"Per me è una scelta dolorosa, ma sono state messe in dubbio le mie capacità professionali e umane: grazie a tutti, è stato un grande viaggio".

Con queste parole due anni fa, il 9 aprile del 2019, Stefano Pioli annunciava le dimissioni da allenatore della Fiorentina dopo quasi due stagioni in riva all'Arno. Alla base della sua scelta il comunicato dopo la sconfitta interna contro il Frosinone, in cui si leggeva che la proprietà non era "disposta ad accettare quel che sta accadendo da qualche mese a questa parte". E chiedeva al tecnico di "gestire il momento con la competenza e la serietà che ha dimostrato nella prima parte del campionato". Da lì la scelta di dimettersi da parte di Pioli e la decisione della Fiorentina di richiamare Vincenzo Montella, a cui i Della Valle fecero firmare un contratto fino al 2021.

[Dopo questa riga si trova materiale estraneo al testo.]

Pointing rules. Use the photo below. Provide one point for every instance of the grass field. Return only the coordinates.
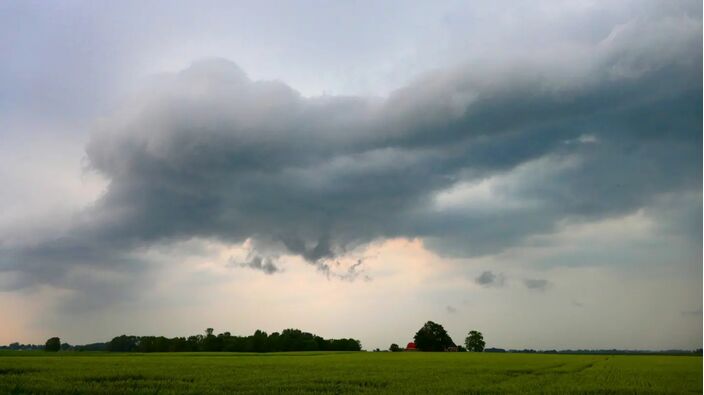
(200, 373)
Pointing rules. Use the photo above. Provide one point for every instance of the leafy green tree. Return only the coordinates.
(53, 344)
(475, 341)
(432, 337)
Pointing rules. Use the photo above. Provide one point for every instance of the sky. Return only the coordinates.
(528, 169)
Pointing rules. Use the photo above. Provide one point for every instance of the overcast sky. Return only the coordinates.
(529, 169)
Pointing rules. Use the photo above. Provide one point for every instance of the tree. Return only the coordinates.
(475, 341)
(53, 344)
(432, 337)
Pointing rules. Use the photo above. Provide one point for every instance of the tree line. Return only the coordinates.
(433, 337)
(260, 341)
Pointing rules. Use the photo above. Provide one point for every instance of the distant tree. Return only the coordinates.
(53, 344)
(432, 337)
(475, 341)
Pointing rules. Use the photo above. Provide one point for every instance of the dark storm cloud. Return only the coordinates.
(488, 278)
(264, 264)
(210, 153)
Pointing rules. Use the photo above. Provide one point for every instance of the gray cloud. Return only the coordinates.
(210, 153)
(256, 262)
(537, 284)
(488, 278)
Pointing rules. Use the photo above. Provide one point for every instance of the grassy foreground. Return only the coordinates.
(199, 373)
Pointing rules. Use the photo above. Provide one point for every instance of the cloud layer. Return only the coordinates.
(473, 159)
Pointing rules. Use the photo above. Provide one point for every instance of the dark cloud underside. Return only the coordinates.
(210, 153)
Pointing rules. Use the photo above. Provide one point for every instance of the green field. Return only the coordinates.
(360, 372)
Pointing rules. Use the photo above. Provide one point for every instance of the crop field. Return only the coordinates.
(352, 372)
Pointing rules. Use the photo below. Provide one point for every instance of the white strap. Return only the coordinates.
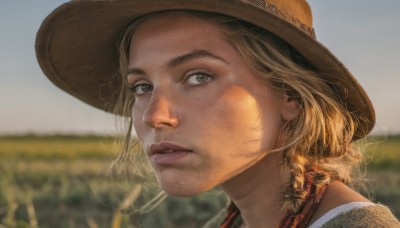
(336, 211)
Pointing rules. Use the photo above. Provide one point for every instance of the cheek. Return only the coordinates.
(137, 119)
(235, 121)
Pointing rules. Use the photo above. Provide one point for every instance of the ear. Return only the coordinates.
(290, 108)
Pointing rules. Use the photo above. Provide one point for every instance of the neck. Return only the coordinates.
(257, 192)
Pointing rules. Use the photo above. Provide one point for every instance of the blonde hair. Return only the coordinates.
(319, 140)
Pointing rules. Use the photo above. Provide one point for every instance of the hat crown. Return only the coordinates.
(297, 12)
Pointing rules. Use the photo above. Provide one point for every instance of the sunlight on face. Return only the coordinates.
(200, 113)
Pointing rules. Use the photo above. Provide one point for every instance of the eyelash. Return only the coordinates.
(199, 73)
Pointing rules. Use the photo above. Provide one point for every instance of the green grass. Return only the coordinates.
(61, 181)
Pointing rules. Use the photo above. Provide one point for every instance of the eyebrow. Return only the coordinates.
(195, 54)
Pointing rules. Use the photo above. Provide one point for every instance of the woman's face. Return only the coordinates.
(200, 113)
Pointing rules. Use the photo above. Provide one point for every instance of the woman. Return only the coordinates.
(236, 94)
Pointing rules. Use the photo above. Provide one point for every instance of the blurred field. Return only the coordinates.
(61, 181)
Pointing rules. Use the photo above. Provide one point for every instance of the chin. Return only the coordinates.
(182, 189)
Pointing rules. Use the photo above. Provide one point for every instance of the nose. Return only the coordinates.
(159, 113)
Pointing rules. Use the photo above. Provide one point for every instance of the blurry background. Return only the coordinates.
(57, 181)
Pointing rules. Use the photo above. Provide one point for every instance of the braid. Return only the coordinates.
(295, 194)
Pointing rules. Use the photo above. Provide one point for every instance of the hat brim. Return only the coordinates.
(76, 47)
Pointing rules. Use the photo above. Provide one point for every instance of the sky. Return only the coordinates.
(364, 35)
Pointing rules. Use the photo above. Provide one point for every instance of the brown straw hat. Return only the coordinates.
(76, 45)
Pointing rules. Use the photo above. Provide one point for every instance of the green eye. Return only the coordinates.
(141, 89)
(198, 78)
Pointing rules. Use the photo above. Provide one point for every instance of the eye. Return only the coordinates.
(198, 78)
(140, 89)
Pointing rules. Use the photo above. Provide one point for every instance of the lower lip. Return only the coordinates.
(168, 158)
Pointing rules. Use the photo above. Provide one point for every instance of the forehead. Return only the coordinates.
(175, 33)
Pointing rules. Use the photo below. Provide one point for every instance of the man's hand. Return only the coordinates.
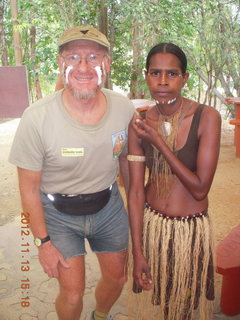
(142, 274)
(50, 258)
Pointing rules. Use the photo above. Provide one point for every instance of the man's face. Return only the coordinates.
(78, 62)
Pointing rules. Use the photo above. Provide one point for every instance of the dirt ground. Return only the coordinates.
(224, 194)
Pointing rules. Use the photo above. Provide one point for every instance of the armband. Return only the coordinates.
(132, 157)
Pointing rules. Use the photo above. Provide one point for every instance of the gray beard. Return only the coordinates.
(83, 95)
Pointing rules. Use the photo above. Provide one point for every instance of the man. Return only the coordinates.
(67, 148)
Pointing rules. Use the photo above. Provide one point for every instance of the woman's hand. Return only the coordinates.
(141, 273)
(144, 130)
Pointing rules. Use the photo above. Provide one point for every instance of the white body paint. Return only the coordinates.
(99, 74)
(167, 128)
(69, 68)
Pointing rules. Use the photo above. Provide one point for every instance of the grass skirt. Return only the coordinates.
(180, 254)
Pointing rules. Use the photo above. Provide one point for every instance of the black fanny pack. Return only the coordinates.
(81, 204)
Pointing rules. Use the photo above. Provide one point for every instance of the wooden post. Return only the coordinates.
(236, 123)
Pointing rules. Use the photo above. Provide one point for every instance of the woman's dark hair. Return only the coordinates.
(165, 47)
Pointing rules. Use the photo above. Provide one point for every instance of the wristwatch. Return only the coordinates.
(38, 242)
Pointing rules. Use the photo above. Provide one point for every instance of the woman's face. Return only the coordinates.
(165, 78)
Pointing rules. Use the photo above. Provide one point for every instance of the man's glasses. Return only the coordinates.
(170, 74)
(92, 59)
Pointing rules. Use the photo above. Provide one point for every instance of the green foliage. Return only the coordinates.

Fu l'inizio della fine per l'ex proprietà viola, dato che nelle settimane successive andò in scena il flash-mob dei tifosi viola davanti alla sede della Tod's, in via Tornabuoni. Ma rappresentarono anche l'inizio della discesa verso i bassifondi della classifica della Fiorentina, che in quel campionato si salvò all'ultima giornata. E in quello successivo, il primo della gestione Commisso, la salvezza è arrivata soltanto nelle ultime giornate dopo l'esonero dello stesso Montella e l'arrivo di Iachini. Un momento negativo che non accenna ad interrompersi, visto che anche nell'attuale campionato la classifica della Viola è tutt'altro che esaltante. E l'obiettivo massimo non può che essere la salvezza. In attesa di tempi migliori e di scelte societarie e tecniche che riportino la Fiorentina nei quartieri alti della Serie A.